Learned emission probs (fair die)  : [0.304 0.209 0.193 0.    0.02  0.274]
True emission probs   (fair die)  : [0.167 0.167 0.167 0.167 0.167 0.167]

Learned emission probs (loaded die): [0.002 0.101 0.149 0.236 0.201 0.311]
True emission probs   (loaded die): [0.1 0.1 0.1 0.1 0.1 0.5]

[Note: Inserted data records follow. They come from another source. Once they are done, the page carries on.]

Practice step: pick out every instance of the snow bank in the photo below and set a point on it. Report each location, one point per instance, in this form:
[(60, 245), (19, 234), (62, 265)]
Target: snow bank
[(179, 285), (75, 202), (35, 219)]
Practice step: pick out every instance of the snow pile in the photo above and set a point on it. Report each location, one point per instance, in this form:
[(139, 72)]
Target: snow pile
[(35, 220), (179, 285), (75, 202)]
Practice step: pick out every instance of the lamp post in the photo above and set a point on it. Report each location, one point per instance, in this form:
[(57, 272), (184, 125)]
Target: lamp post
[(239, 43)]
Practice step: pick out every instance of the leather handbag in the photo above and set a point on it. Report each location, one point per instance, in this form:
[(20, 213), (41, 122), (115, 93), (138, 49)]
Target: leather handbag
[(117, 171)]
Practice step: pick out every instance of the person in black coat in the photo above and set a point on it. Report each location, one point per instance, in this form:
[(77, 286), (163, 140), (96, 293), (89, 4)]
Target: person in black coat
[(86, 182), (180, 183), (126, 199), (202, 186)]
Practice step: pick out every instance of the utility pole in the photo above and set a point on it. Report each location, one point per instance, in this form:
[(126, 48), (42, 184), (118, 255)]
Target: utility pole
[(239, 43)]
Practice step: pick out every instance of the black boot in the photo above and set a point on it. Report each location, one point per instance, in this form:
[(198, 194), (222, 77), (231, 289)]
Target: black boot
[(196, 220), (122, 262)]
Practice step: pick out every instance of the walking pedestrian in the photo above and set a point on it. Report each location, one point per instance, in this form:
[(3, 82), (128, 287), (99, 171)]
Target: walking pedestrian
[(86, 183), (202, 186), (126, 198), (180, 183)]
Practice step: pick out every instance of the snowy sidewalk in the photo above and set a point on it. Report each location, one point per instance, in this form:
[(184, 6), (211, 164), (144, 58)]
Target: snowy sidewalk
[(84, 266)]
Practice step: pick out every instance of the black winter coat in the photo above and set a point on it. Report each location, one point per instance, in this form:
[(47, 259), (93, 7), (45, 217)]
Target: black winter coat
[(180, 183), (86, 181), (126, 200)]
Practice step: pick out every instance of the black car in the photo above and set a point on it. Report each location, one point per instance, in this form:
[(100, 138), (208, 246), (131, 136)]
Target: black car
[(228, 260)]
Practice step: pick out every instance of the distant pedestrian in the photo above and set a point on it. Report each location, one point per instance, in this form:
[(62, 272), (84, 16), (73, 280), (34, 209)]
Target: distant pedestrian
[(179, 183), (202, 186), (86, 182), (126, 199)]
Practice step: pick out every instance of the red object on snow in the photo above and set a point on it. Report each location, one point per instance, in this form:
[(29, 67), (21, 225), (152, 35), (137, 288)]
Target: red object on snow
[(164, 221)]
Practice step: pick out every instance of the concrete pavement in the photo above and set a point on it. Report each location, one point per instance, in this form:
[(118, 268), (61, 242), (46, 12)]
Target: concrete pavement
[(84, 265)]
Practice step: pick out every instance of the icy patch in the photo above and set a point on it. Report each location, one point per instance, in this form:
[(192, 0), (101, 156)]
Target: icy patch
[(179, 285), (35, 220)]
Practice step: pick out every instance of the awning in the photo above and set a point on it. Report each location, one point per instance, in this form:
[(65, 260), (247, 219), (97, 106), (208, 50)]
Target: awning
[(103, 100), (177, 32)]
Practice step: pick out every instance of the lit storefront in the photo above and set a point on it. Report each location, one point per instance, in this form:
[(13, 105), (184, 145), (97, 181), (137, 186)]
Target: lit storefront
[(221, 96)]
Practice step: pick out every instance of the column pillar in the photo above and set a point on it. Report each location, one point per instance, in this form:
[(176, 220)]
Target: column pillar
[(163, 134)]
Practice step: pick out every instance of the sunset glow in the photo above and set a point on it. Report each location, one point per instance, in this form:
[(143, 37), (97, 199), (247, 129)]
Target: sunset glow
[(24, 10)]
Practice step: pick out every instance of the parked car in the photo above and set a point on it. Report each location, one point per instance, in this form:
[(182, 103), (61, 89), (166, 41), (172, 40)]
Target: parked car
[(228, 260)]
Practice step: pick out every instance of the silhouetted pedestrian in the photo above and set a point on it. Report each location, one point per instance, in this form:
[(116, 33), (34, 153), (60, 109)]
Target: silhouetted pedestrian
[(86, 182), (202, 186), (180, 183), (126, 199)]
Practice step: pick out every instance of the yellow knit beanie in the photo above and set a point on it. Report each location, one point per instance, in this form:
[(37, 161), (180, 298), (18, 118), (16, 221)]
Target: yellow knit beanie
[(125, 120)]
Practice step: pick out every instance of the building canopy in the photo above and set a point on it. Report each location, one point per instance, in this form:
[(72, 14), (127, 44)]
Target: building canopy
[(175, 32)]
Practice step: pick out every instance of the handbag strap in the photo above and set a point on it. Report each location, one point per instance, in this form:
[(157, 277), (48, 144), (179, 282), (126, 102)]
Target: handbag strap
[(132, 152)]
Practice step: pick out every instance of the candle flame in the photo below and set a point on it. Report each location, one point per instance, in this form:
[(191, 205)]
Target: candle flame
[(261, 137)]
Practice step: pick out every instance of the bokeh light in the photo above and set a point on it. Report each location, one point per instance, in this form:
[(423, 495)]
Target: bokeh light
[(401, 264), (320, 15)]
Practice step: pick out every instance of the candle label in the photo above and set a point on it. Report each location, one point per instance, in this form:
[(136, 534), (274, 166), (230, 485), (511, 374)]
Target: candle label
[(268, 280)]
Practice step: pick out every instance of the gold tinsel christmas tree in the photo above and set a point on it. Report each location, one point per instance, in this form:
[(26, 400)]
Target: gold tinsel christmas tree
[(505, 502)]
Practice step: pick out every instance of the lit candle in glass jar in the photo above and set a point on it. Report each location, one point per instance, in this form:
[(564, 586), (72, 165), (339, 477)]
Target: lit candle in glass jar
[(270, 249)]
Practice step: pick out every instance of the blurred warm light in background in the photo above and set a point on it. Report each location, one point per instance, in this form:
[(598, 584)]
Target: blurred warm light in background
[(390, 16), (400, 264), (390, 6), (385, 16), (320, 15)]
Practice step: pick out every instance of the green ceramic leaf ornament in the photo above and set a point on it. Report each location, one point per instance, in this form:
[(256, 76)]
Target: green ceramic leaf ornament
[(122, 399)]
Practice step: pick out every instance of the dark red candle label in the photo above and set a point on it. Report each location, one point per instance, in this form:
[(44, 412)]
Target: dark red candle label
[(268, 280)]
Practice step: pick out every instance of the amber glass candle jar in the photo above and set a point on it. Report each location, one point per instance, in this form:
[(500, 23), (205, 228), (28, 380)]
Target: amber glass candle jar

Learned transition matrix:
[[0.703 0.297]
 [0.188 0.812]]
True transition matrix:
[[0.95 0.05]
 [0.1  0.9 ]]

Conclusion¶

Component	Key idea
HMM	Mixture model with a Markov prior on $z_t$
Forward pass	Recursive $O(TK^2)$ computation of $p(z_t, \mathbf{x}_{1:t-1})$
Backward pass	Recursive $O(TK^2)$ computation of $p(\mathbf{x}_{t+1:T} \mid z_t)$
Forward-backward	Combines both to give $p(z_t \mid \mathbf{x}_{1:T})$
Baum-Welch / EM	E-step = forward-backward; M-step = weighted MLE

Extensions worth knowing:

Viterbi algorithm: replaces $\sum$ with $\max$ to find the most likely state sequence $\arg\max_{z_{1:T}} p(z_{1:T} \mid \mathbf{x}_{1:T})$ .
Autoregressive HMMs: each emission depends on both $z_t$ and recent observations $\mathbf{x}_{t-1}$ Wiltschko et al., 2015.
Bayesian HMMs: place a Dirichlet prior on $\boldsymbol{\pi}_0$ , rows of $\mathbf{P}$ , and emission parameters; use Gibbs sampling or VI.
Infinite HMMs (iHMMs): nonparametric prior lets the number of states grow with the data.